Tax official wins hearts with caricatures at IITF

Mr Balakrishnan, who is the deputy chairman of Kerala Cartoon Academy, said the people find it difficult to believe that he is a tax official.

Update: 2017-11-26 19:50 GMT
I-T deputy commissioner from Kochi Sajjive Balakrishnan at the IITF.

New Delhi: An unusually long queue of middle aged people and teenagers greets visitors at the Income-Tax department’s pavilion at the IITF in Pragati Maidan.

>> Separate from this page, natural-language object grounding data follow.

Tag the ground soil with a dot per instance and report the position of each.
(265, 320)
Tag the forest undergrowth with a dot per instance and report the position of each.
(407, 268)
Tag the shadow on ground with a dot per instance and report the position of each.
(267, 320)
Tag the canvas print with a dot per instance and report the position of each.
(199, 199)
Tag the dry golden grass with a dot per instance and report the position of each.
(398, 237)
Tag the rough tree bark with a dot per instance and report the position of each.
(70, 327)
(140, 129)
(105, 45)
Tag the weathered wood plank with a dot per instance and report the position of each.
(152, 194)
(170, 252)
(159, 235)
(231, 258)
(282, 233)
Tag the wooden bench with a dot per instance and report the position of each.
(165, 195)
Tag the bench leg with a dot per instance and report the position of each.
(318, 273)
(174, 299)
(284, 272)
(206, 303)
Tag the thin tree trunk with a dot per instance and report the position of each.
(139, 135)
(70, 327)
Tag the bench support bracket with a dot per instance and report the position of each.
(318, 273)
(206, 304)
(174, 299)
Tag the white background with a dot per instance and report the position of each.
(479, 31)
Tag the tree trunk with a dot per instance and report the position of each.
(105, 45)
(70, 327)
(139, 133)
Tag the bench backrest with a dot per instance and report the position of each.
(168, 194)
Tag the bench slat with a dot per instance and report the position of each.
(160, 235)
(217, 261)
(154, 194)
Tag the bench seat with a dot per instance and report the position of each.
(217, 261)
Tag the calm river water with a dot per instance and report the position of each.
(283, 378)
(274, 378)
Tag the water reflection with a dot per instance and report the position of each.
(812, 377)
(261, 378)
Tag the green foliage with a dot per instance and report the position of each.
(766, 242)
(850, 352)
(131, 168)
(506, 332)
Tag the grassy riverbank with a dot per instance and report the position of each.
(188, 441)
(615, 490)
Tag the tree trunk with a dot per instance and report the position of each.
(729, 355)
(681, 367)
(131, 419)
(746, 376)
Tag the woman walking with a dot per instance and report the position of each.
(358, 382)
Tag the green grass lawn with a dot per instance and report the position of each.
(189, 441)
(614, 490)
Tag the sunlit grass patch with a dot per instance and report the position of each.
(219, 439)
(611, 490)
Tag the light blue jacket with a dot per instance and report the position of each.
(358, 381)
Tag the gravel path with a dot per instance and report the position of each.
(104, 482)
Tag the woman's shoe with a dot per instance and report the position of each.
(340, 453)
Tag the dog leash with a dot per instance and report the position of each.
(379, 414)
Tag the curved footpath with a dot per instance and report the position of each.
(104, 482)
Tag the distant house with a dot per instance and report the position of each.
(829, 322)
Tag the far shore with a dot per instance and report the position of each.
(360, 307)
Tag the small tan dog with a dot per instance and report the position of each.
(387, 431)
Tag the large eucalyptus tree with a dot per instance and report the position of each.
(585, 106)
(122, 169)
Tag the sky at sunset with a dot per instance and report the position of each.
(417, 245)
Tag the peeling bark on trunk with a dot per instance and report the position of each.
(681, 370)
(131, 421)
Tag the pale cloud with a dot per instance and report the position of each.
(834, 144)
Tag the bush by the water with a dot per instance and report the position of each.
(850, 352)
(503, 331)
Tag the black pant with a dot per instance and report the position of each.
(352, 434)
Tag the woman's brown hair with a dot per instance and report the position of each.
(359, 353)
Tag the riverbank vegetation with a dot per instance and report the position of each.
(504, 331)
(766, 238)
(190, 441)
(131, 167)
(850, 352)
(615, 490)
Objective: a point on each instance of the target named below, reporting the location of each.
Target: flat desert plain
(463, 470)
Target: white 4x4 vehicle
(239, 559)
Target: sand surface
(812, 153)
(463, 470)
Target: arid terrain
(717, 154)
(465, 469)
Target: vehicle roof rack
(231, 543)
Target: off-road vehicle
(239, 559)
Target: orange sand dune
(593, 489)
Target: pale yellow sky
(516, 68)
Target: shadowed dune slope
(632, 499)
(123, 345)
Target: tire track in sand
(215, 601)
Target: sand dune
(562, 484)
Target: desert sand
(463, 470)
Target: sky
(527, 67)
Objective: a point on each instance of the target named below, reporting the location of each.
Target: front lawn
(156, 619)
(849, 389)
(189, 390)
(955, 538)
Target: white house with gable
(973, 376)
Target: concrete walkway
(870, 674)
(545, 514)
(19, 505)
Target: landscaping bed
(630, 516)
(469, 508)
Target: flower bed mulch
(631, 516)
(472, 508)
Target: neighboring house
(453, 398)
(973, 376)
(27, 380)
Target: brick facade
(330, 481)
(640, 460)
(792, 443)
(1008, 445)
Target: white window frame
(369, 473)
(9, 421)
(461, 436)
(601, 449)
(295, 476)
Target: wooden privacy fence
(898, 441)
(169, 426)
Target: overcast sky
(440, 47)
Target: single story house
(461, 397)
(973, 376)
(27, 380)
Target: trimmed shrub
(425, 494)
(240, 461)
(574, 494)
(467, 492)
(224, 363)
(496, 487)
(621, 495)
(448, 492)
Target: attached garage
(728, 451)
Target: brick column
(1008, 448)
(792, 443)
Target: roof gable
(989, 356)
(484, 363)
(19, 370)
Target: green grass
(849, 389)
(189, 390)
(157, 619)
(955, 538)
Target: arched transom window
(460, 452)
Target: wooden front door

They are not tax payers wanting to file tax returns but art lovers who want to get their free live caricatures made by a deputy commissioner of income tax.

“The common people feel special to be subjects of an art work and that is most satisfying,” said Sajjive Balakrishnan, 54, an I-T deputy commissioner from Kochi, as a finishes each caricature in less than three minutes.

Mr Balakrishnan, a sought after man at the exhibition’s Hall 12, has little time to breathe easy. “I have been doing about 70-100 caricatures a day,” said Mr Balakrishnan, who has made over 1.5 lakh caricatures in the past 40 years.

Devansh, a class 8 student, is happy to get his caricature done from Mr Balakrishnan. “I will get it framed and place it in my room,” said a student of Birla Vidya Nikethsn school in south Delhi.

 Mr Balakrishnan, who is the deputy chairman of Kerala Cartoon Academy, said the people find it difficult to believe that he is a tax official. “The common perception about a tax official is someone who conducts scrutiny and asks tough questions. A taxman as an artist is a surprise for them,” he said.

Art and creativity seem to run in his family. “My wife is an awarded singer and radio artist and my son is a musical key board player,” said Mr Balakrishnan, who himself started making caricatures at the age of 15.

He said he regularly contributes to I-T department’s in house magazines and conducts workshop for IAS trainees at an academy in Uttarakhand’s Mussoorie.